The DAC1 is our flagship stereo D/A converter used for highest quality D/A conversion. The MK3 version uses one of the latest DAC chips on the market in conjunction with eight discrete operational amplifiers of our own design. The MK2 version is based on our proven class A design using high performance op-amps and discrete output stages. Both DAC1 versions deliver incredible transparency – the main objective in our designs.
Two channel A/D conversion with Line/Mic inputs and AES/EBU/Firewire output – this summarizes the ADC2’s main capabilities, but doesn’t tell much about its stellar sonic quality and its plethora of features.
The SFC2 is a versatile sampling frequency converter with two completely independent stereo converters in a single 19 inch (1HU) unit. A SFC basically consists of a high order, linear phase, digital low pass filter. With the proper design of that low pass filter the quality of the SFC process can be made “arbitrarily” good – independent of the conversion ratio. Like what we achieved in the SFC2.

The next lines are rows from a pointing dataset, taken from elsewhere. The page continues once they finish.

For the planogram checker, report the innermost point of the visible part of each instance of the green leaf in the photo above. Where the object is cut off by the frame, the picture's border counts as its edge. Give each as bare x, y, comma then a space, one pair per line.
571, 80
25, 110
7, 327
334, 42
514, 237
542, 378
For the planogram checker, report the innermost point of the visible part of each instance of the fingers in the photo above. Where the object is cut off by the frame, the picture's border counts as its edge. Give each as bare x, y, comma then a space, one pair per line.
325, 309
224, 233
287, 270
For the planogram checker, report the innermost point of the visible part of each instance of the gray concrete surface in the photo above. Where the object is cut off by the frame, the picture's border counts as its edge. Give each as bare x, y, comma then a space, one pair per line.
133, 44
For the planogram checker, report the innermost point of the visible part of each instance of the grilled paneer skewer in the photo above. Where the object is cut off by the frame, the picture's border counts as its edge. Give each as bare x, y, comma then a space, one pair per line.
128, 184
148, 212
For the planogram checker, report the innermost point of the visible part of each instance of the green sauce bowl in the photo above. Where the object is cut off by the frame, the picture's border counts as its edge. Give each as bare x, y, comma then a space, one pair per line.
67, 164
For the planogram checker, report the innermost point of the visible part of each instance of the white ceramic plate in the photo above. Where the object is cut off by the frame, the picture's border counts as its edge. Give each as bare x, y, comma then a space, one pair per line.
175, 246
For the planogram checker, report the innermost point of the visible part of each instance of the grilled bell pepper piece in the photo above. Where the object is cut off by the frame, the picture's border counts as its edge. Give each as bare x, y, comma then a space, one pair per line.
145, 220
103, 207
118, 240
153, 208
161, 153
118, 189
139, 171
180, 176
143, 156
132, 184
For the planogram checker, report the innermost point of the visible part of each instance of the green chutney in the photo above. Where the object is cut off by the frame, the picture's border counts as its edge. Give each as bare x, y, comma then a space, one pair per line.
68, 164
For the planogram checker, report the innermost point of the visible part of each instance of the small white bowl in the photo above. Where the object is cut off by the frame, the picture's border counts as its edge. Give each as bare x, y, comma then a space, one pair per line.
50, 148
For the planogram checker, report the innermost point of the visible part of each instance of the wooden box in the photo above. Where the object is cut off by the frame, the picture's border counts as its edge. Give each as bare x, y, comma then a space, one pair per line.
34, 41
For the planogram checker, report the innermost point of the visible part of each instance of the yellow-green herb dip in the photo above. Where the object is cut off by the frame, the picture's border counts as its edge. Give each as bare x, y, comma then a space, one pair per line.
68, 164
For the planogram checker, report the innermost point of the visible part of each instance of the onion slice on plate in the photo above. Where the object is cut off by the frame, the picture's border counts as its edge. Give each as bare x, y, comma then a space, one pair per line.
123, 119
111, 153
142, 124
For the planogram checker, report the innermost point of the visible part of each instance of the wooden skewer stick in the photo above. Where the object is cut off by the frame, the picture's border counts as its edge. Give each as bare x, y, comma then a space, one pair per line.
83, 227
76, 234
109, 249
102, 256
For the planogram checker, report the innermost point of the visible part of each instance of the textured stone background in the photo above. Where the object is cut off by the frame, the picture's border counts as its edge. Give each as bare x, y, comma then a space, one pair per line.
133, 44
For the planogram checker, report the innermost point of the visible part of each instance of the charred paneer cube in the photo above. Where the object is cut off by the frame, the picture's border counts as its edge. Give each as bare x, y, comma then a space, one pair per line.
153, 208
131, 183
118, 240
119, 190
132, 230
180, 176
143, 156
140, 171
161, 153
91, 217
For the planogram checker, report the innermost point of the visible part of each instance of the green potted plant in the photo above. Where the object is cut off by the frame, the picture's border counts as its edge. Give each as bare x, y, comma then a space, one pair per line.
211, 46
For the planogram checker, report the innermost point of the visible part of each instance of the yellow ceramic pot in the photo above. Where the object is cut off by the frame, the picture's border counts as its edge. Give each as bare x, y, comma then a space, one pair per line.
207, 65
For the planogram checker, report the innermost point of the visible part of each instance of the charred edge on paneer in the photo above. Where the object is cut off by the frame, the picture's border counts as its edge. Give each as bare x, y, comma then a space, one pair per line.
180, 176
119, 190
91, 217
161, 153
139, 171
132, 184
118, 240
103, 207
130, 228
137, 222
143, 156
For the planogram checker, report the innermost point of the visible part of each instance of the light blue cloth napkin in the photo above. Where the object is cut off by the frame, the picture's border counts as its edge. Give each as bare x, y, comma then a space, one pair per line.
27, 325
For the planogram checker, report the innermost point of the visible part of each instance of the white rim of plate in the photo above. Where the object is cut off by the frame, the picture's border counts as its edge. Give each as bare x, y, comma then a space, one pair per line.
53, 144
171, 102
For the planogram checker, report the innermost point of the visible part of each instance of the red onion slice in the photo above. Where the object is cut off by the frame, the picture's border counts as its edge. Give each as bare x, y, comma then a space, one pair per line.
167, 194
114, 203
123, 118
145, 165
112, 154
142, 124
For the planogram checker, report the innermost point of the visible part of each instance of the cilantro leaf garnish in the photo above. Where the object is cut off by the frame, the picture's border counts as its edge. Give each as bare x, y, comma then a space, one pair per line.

The Weiss DNA1 is an extremely versatile toolbox for restoration work. It handles broadband noise reduction as well as de-clicking and de-crackling. The K-Stereo Ambience Processor brings back life to the music in case it lost some during de-noising, or generates a pseudo stereo signal out of mono. Finally an M/S matrix allows to define the stereo width.
Weiss DS1-MK3, the reference when it comes to digital mastering Compressors and De-Essers. An extremely versatile single band limiter/compressor with M/S mode and Parallel Compression facilities.
Weiss EQ1 – the reference when it comes to digital mastering EQs. Available in four different models, including linear phase and dynamic versions.